I know that we explain the slowing down of light in a dispersive medium classically, by inducing small dipoles in the medium (which holds as long as being far away from absorption bands), and the induced dipoles re-emit radiation of the same wavelength but different phase, as being delayed, which ends up in slowing down of the phase velocity:
$$v_p=\frac{c}{n}$$
However, the group velocity can be faster than $c$ in special dispersive media (fast light). I was reading a pretty nice explanation here https://www.photonics.com/Articles/Fast_Light_Slow_Light_and_Optical_Precursors/a27833. However, the explanation for the group velocity is a bit like information is encoded in a radio signal. Each single wavelength the group consists of, is affected differently by dispersion, and in the end this signal modulation is transmitted faster than $c$. The cited article then points out that special relativity (no info faster than light) is still true, because it can be shown that the front velocity is always $c$ (not $\frac{c}{n}$), so that's the maximum speed information can be transferred (leaving the group velocity being faster than $c$ somehow an apparent effect).
The provided intuitive explanation in the article cited above, is said to be going back to Sommerfeld himself: "When the electromagnetic field first starts to interact with the oscillators, the oscillators cannot immediately act back on the field via the induced polarization, because they have a finite response time.
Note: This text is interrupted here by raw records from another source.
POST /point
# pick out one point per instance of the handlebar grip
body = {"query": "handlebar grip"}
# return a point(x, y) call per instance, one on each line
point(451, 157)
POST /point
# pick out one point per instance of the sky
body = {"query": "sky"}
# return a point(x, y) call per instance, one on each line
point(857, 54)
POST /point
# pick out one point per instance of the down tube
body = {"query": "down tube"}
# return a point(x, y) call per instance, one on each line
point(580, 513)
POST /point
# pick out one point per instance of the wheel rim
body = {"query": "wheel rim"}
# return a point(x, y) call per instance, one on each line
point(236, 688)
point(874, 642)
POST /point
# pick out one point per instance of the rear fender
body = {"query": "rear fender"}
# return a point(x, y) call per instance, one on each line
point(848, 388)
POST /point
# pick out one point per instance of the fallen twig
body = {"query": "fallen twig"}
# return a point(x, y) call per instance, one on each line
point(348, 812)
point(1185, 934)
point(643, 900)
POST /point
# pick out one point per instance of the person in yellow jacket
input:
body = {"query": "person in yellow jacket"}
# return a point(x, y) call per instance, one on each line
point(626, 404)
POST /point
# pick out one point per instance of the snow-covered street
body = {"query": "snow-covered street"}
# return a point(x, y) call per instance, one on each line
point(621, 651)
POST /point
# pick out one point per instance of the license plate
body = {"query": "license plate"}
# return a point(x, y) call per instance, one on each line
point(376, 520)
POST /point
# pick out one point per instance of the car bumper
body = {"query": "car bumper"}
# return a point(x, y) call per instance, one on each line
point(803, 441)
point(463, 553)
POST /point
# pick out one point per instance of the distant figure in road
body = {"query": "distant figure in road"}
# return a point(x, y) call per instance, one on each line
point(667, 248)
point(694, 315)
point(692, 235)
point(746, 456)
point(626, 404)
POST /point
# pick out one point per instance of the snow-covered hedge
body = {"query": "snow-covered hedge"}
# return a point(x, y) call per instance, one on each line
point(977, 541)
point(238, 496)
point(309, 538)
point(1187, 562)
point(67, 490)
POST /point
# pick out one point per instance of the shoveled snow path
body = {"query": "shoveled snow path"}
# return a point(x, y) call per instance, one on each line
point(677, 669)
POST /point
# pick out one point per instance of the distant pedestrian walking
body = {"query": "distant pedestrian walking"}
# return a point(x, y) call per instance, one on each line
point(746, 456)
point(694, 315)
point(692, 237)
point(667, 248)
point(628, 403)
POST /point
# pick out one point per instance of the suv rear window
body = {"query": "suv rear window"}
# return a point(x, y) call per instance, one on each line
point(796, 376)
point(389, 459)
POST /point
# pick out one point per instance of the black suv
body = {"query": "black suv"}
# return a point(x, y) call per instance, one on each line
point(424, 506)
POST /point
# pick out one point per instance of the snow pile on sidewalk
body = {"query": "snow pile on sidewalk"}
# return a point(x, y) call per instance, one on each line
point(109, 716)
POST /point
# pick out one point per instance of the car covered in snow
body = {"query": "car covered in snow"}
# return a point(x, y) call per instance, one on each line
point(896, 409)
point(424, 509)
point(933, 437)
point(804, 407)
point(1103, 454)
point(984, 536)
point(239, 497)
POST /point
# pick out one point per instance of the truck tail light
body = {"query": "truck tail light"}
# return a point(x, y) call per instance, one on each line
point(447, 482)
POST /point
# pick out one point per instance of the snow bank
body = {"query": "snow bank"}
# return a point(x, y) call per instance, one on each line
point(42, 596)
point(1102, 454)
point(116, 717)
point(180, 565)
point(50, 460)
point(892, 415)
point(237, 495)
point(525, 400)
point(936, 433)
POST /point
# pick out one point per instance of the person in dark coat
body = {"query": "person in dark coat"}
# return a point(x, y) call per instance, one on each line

Thus, for a brief moment after the front passes, the dispersive material behaves as if there is nothing there — as if it were vacuum".
And that leaves me wondering what happens if we only emit a single photon. There is no group just one photon. Will it be slowed down and propagate by the phase velocity, because of inducing dipoles acting back on its wave-nature? I always thought so, but after reading the article I tend to think a single photon is always a front and will propagate with the front velocity.